Mir ist nicht so recht klar, wie man so einen Thread verfassen kann. Hast Du den Begriff "Indirekte Programmierung" irgendwo aufgeschnappt, und denkst Du jetzt dass dies das Nonplusultra ist?? Was verstehst Du darunter, dass es Dich jetzt so fasziniert?

mfg
Maxl


----------



## MSB (24 August 2007)

Also als abschreckendes oder anspornendes Beispiel sollte das hier dienen:
http://www.sps-forum.de/showpost.php?p=80267&postcount=7
S7-Guy hat die Methodik der indirekten Adressierung wirklich voll durchgezogen.
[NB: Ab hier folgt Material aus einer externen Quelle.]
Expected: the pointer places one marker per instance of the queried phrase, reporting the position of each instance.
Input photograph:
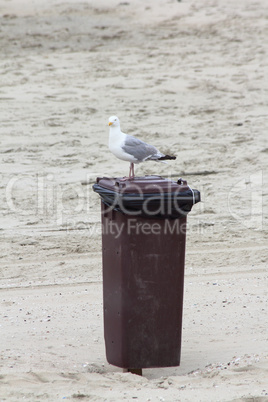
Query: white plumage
(131, 149)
Lad dir die ZIP-Datei mal runter und schau dir das an,
wenn es das ist was du willst kannst du das dann von mir aus auch vorschreiben !
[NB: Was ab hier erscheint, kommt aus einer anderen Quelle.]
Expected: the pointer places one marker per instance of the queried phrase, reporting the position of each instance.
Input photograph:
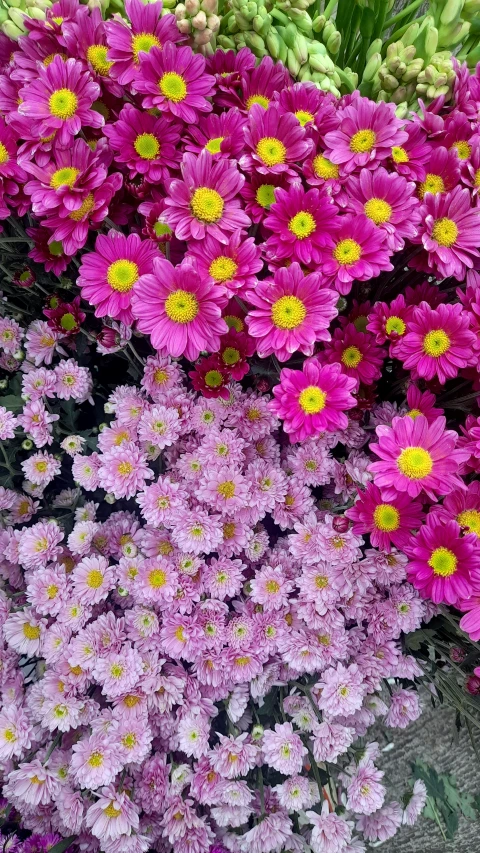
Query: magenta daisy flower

Indirekte Adressierung ist manchmal zwar unumgänglich bzw. sinnvoll,
aber außer bei SCL ist diese bei Siemens irgendwie unübersichtlich.

Mfg
Manuel


----------



## IBFS (24 August 2007)

MSB schrieb:


> Also als abschreckendes oder anspornendes Beispiel sollte das hier dienen:
> http://www.sps-forum.de/showpost.php?p=80267&postcount=7
> S7-Guy hat die Methodik der indirekten Adressierung wirklich voll durchgezogen.


 
Mein lieber Herr Gesangverein, das Beispiel fetzt :-D 

.


----------



## Steve81 (24 August 2007)

Also so sollte man die indirekte Adressierung nicht unbedingt einsetzen. Das ist schon ein bissel übertrieben.

Man sollte sie dort einsetzen wo man sie braucht oder sie etwas vereinfacht!


----------



## Ralle (24 August 2007)

IBFS schrieb:


> Mein lieber Herr Gesangverein, das Beispiel fetzt :-D
> 
> .



Aber es fetz eher abartig, das würde ich mich wohl nicht trauen, einem Kunden vorzusetzen. Ob S7-Guy das selbst Inbetriebnehmen mußte? Wirklich ein abschreckendes Beispiel, zeigt aber, daß er immerhin wußte wie es funktioniert.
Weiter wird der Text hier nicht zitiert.